Wenn sich Jemand auf einem Wege verirrt hat, so muss er die Mütze, einen Strumpf oder einen Handschuh um kehren und so wieder auf setzen oder an ziehen, dann kommt er wieder auf den rechten Weg.

Wer, wenn er am Abend den Hahn zum ersten Mal krähen hört, ein Kreuz schlägt und spricht “jumal isa, pojake, püha vaimuke” (Gott Vater, Sohn, heiliger Geist), der ist sicher sich nicht zu verirren.

Wer am Morgen über einen Kreuzweg geht, der muss dasselbe thun und sprechen, sonst würde der Teufel ihm oder dem Pferde die Füsse halten, dass er nicht weiter könnte.

Wenn es blitzt, so muss man es eben so machen, dann wird Einem das Gewitter nicht schaden.

Wenn man beim ersten Male, wo man gewittern hört, drei Purzelbäume schlägt, so wird Einem später bei der Ernte der Rücken nicht schmerzen.

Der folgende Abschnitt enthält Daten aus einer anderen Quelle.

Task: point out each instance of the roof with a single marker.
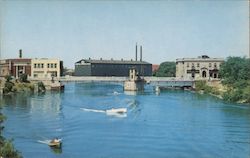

Wer, wenn er im Frühjahr zum ersten Mal den Kuckuck hört, gerade Geld bei sich hat, damit dem Vogel entgegen klimpert und sagt “sieh, goldener Kuckuck, ich habe Geld genug”, der wird das ganze Jahr hindurch immer Geld haben, wer keines bei sich hat, dem wird es das ganze Jahr daran fehlen.

Manches noch wird nach Tradition auch beobachtet, wohl immer um etwas Gutes zu erlangen oder etwas Schlimmes ab zu wenden, aber, wie es scheint, schon ohne klare Vorstellung, worin diess Gute oder Schlimme bestehen soll. So darf ein Weib, besonders zur Nachtzeit, nirgends ohne Mütze oder Haube gehen, und wenn diese gerade nicht zur Hand sind, so muss sie wenigstens, um nicht barhäuptig zu sein, das Ende ihres Gürtels auf den Kopf legen. - Wenn man zum h. Abendmahl geht, so muss man Handschuhe an haben und die rechte Hand vom Altar ab kehren. - Eine Weibsperson, welche ihre Regel hat, darf nicht in die Kirche gehen. - Wenn man die Kirchenglocken läuten hört, so schlägt man an die Brust und biegt die Knie. - Den Verkauf von Thieren nimmt man am liebsten an einem Werkeltage vor und bei Westwind.

Noch vieles dem Wesen nach wohl ebenfalls hieher Gehörige findet sich auch in vorhergehenden Abschnitten, namentlich XI, wenn das Vorgenommene in dem besonderen Tagen zugeschriebenen Einflusse seinen Grund hat, auch IX, XII, XIII, XIV, XV.